Private Health Insurance Costs on the Rise
Diabetes and diabetes treatment costs Americans an estimated $150 billion a year, but as private health insurance
becomes more and more difficult to get, will those with diabetes fall under the healthcare radar?
Diabetes alone represents 11% of the US health care and medical health insurance expenditures. People with diabetes have medical expenditures 2.4 times higher than they would if they did not have diabetes. But sadly, these costs and their horrible consequences aren't going to go down any time soon. The Kaiser Daily Report
has found that "upon diagnosis, many patients with diabetes become "fixated" on controlling their blood sugar levels and neglect the need to lower their cholesterol level and take other steps to protect against heart disease, which eventually kills nearly everyone with diabetes."
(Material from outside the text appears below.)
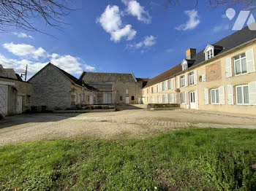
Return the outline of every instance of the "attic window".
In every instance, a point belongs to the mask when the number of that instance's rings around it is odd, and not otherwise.
[[[206,52],[206,60],[208,60],[213,57],[214,57],[214,53],[212,50],[210,50]]]
[[[182,63],[182,71],[187,70],[187,62],[184,62]]]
And as private health insurance becomes harder and harder to find and/or maintain, those with diabetes will have to shoulder more and more of the costs of the disease.
The number of U.S. residents diagnosed with diabetes increased 61% from 1991 to 2001, according to CDC. Why the jump? This increase in diabetes seems to match up perfectly with a simultaneous boost in obesity in America. Now, with some private health insurance companies charging penalties to those people who are overweight, and rejecting other diabetics entirely, it is even more important to make decisions that can protect your health.
Diabetes Treatment Costs
Did you know...
Diabetes treatment costs Americans an estimated $150 billion a year?
This means eating right and getting a little exercise, but it also means having some kind of medical health insurance
, and taking advantage of yearly checkups. Those yearly checkups provide the face-to-face time with doctors that can help people make the right choices to avoid obesity and diabetes. This in turn will minimize overall medical health insurance costs, and maximize the quality of life for millions of people.